My arms fell back to wrap around me, defensively. “So I never let anyone get too close. Anyone who could ruin this. That’s why no one ever stayed on too long. Until you. You…fit. You didn’t make me feel… you didn’t try to force anything.”
This was coming out so wrong. “When this stuff started to happen, when you got hurt, that scared me. I thought I’d lose you. Then the book… all the people who were with m… her. They all got hurt or worse. I couldn’t let that happen to you. So I pushed you away.”
I stared back at him. “It wasn’t doubt you saw in my eyes.” I reached out my hand one more time. “I don’t know what we are, or what will happen next, but I never doubted you.”
Carl hesitated, and after a moment he came to me, but stayed at an arm’s distance. “You don’t know me. I have secrets too. Dark secrets you won’t understand. Secrets I don’t
want to understand.”
“I don’t care.” I held my hand higher. “I need you. I can’t be alone in this anymore.”
He took a step closer and reached for my hand. His fingers circled my palm softly before wrapping around my wrist. He let his eyes shift to mine. “If we do this, you have to promise, no going back, no matter what happens.” He pulled me up and caught me.
In his arms all the ugliness and doubts dissolved. A sense of safety engulfed me. Nothing he could tell me would change my feelings. “No going back, just don’t ever let go.”
“Never! No matter what.”
Carl’s arms tightened, his eyes glared down at me. Anger and doubt suddenly surged into hunger. With my legs still weak, Carl easily carried me to his bunk. Laying me down as he kissed me.
As many times as we’d been together, I could feel the difference in his lips, in his touch. Hungry, but taking his time. The glide of his fingers down my body excited me. His lips left mine to nibble down my neck, to that spot right at the curve of my neck. His body shifted as I tugged to free one of my legs, then wrapped it around him as his hips ground against mine.

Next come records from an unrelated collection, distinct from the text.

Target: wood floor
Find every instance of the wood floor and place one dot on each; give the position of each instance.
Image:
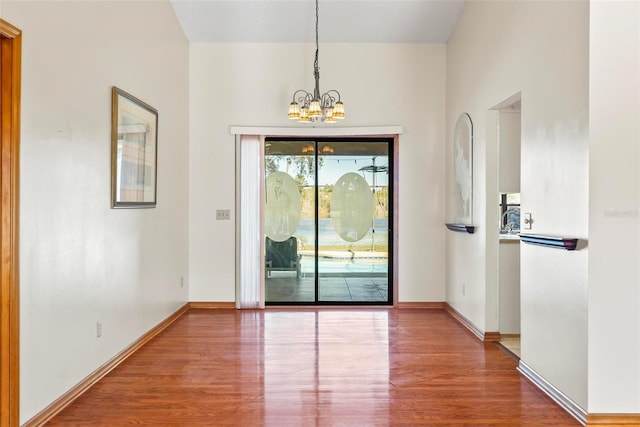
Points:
(343, 367)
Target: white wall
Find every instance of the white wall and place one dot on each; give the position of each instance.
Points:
(509, 288)
(614, 206)
(80, 260)
(252, 85)
(541, 50)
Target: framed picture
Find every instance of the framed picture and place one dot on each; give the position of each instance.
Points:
(462, 179)
(134, 151)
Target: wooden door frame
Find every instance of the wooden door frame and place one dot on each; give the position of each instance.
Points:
(10, 64)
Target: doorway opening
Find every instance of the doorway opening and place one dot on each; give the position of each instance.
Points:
(509, 143)
(328, 221)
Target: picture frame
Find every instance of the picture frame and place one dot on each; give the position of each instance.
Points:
(134, 151)
(461, 205)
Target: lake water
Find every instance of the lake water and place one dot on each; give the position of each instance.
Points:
(327, 235)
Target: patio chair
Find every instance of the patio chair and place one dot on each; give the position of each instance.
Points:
(282, 256)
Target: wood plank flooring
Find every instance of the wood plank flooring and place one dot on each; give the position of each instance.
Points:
(315, 367)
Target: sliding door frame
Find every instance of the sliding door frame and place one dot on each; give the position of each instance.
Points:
(392, 141)
(10, 78)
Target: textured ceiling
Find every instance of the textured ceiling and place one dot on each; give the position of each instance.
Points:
(341, 21)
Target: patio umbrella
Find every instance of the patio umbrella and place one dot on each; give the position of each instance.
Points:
(374, 169)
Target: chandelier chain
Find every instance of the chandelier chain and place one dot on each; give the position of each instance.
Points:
(316, 67)
(308, 107)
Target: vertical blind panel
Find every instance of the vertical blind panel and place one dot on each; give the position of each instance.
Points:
(249, 277)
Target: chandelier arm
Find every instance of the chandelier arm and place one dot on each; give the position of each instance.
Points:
(304, 99)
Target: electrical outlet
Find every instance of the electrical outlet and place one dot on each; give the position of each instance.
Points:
(223, 214)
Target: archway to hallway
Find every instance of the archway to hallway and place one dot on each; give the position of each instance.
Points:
(10, 62)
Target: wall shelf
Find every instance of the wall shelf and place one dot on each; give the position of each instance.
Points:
(550, 241)
(462, 228)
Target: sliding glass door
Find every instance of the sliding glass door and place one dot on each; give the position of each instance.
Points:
(327, 221)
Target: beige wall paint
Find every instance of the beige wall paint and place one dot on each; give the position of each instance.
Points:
(252, 84)
(540, 49)
(80, 260)
(614, 206)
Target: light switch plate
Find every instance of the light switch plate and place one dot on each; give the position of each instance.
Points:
(223, 214)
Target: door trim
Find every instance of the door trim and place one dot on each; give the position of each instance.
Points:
(10, 61)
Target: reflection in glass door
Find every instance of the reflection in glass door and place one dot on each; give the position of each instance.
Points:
(327, 221)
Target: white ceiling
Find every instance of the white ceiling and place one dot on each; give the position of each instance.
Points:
(341, 21)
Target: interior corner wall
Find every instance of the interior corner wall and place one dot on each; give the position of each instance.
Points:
(251, 84)
(614, 208)
(80, 261)
(539, 49)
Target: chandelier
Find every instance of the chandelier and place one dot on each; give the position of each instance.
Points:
(308, 107)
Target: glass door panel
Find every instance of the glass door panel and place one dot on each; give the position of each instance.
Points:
(290, 222)
(353, 222)
(327, 216)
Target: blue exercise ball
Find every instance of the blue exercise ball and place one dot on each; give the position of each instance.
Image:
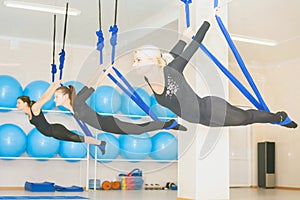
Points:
(107, 100)
(13, 140)
(36, 89)
(69, 149)
(130, 107)
(10, 90)
(162, 112)
(41, 146)
(111, 150)
(164, 146)
(135, 147)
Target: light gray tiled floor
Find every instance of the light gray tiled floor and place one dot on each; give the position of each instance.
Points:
(235, 194)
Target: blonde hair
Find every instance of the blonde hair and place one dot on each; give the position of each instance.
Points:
(150, 51)
(68, 90)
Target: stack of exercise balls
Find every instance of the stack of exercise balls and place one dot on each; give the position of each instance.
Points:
(10, 90)
(41, 146)
(106, 100)
(164, 146)
(135, 147)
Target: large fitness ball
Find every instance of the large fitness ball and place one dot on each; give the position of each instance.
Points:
(10, 90)
(111, 150)
(135, 147)
(36, 89)
(164, 146)
(13, 140)
(41, 146)
(130, 107)
(107, 100)
(70, 149)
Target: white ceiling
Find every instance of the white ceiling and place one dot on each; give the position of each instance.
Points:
(276, 20)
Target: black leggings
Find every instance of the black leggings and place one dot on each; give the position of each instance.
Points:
(216, 112)
(60, 132)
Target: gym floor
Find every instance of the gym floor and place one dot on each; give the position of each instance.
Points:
(235, 194)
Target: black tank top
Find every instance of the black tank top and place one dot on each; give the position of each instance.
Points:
(40, 122)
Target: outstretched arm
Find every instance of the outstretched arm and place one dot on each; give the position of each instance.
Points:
(36, 107)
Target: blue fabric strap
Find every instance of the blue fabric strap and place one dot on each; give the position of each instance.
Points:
(100, 44)
(241, 64)
(235, 81)
(84, 128)
(53, 71)
(62, 55)
(113, 41)
(187, 11)
(132, 94)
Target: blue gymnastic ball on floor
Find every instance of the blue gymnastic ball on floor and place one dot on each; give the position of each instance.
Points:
(111, 150)
(164, 146)
(41, 146)
(13, 140)
(106, 100)
(10, 90)
(135, 147)
(130, 107)
(36, 89)
(70, 149)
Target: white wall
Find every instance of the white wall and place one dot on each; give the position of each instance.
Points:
(29, 61)
(279, 86)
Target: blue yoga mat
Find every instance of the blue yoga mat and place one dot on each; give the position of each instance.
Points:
(42, 197)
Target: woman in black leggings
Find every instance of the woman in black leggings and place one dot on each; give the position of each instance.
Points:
(58, 131)
(164, 75)
(66, 96)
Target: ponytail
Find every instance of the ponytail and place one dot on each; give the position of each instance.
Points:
(167, 58)
(72, 94)
(69, 90)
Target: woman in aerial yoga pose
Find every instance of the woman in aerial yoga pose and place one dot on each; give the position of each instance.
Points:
(66, 96)
(58, 131)
(164, 75)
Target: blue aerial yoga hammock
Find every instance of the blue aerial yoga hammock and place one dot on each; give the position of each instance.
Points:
(260, 103)
(62, 54)
(129, 91)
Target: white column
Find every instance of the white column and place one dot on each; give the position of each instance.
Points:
(203, 165)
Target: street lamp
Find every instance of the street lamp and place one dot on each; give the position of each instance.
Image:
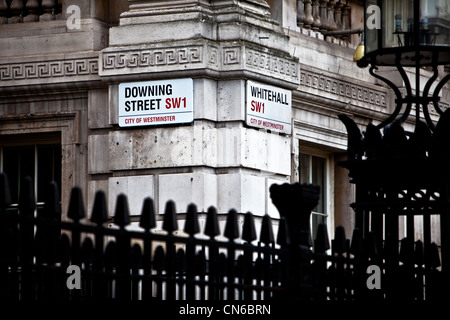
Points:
(408, 33)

His hand slipped into the small of my back as I arched my body against his, his other hand caught my shirt, pulling it up my body. I twisted out of it as he pulled it over my head. With several more twists of his body and mine, together in the same hunger, I got both my legs around him, feeling his bare flesh against mine.
I thrust my whole body against his as he pushed deep into me. He held me there, glaring down at me. “No going back. No matter what.” He didn’t wait for an answer, kissing me hard. If I had any doubts left in my mind and body, he exorcised them with a passion I’d never let myself feel. Ever.